April 2020 - Maternal & Child Health Month
Rotary International's theme for April is Maternal and Child Health!
Every day mothers risk their lives giving birth and millions of children die each year from treatable, preventable causes. At least 7 million children under the age of five die each year due to malnutrition, poor health care, and inadequate sanitation.
To help reduce this rate, Rotary provides immunizations and antibiotics to babies, improves access to essential medical services, and supports trained health care providers for mothers and their children. Rotary’s projects ensure sustainability by empowering the local community to take ownership of health care training programs.
Maternal and Child Health Care is also recognized as one of Rotary’s Six Areas of Focus.
From the World Health Organization (WHO)
Maternal and newborn health
Maternal health refers to the health of women during pregnancy, childbirth and the postpartum period, whereas perinatal health refers to health from 22 completed weeks of gestation until 7 completed days after birth. Newborn health is the babies’ first month of life. A healthy start during the perinatal period influences infancy, childhood and adulthood.
Maternal, perinatal and newborn health matters to every person, society and country, and should be viewed from both a human rights and wellbeing perspective as highly important topics.
The Sustainable Development Goals (SDGs) are a set of goals set out in 2015 in order to achieve a new sustainable development agenda for the world by 2030. Out of the 17 development goals, number 3 is the goal directly linked to health. Within goal number 3, target 3.1 aims to decrease the global maternal mortality rate to less than 70 per 100,000 live births by 2030.
In May 2016, the 69th World Health Assembly (WHA) took place in Geneva, Switzerland. The WHA, which is the highest decision-making organ within the WHO, accepted a resolution related to women’s, children’s and adolescent's health.

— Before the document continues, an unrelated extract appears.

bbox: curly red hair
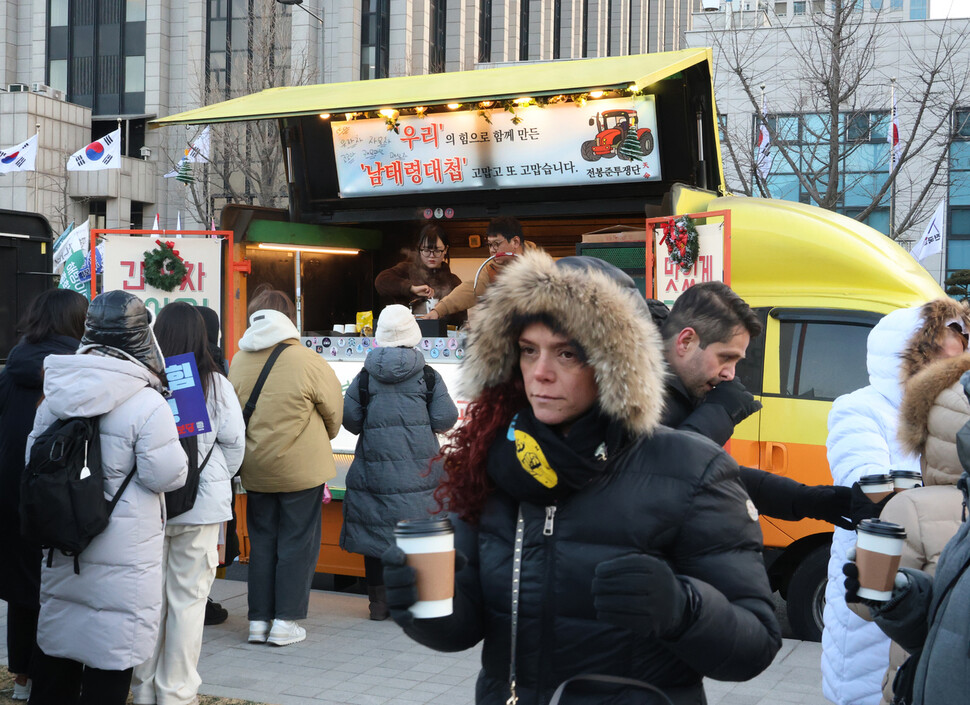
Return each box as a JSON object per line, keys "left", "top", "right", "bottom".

The resolution strives to ensure that every woman, child and adolescent worldwide are able to survive and thrive by the year of 2030, and is directly aligned with the SDGs and goal number 3.
Health before pregnancy
Parent's overall health and lifestyle choices before pregnancy can affect fertility, maternal health and infant's probability of developing chronic conditions later in life. Such choices include: maintaining a healthy diet, being physically active and avoiding unhealthy behavior (such as smoking, illicit drug use, alcohol consumption and unsafe sexual behavior).
People contemplating pregnancy should be screened for health problems; these need to be diagnosed and managed for optimal maternal and newborn health.
During pregnancy, the dynamics of work and home life, as well as physiological and psychological needs, change in preparation for parenthood. A healthy environment and healthy lifestyle during the 40 weeks of pregnancy are important to optimize health in a woman’s changing body.
In the 53 Member States in the WHO European Region, particular groups of women have a higher risk of adverse outcomes of pregnancy and birth, including: adolescents, migrants, Roma and women with low socioeconomic status or education level. (Poverty is strongly associated with poor reproductive health.) These groups often do not seek antenatal care (ANC), and experience violence during pregnancy. To address these issues, SDG 3- “ Ensure healthy lives and promote well-being for all at all ages” strives further to improve quality of care and decrease inequality in the social determinants of sexual and reproductive health. These are all important factors for reducing the maternal mortality rate.
High-quality ANC (professional health care throughout pregnancy) is essential to monitor maternal, perinatal and newborn health, along with providing education and basic, easily understood information on health care to expectant parents. While most pregnancies are uneventful, high-quality ANC is needed to detect and manage the minority that have complications. Evidence shows that timely prevention, intervention and management reduce maternal, perinatal and newborn morbidity and mortality.
Delivery complications may require immediate professional care. That is why high-quality, evidenced-based emergency obstetric and neonatal care is one of WHO’s highest priorities to reduce illness and death in mothers and their newborn babies.
Monitoring maternal and newborn health during the postpartum period is critical. The risk of death is highest for newborn babies: 75% of all neonatal deaths occur during the first week of life. Timely detection and management of symptoms have been shown to reduce mortality and complications.
Breastfeeding is optimal for both maternal and child health, and crucial for a healthy start in life. Exclusive breastfeeding for six months provides just the nutrients that newborn babies need and promotes bonding with their mothers. For women, the benefits include a reduced risk of ovarian and breast cancer, and a quicker return to pre-pregnancy weight than with formula feeding.
Women who remain healthy during pregnancy and after birth are more likely to stay healthy later in life. The continuum of newborn, infant, child, adolescent, reproductive, maternal and perinatal health is part of a woman’s life-course. All these stages are interrelated.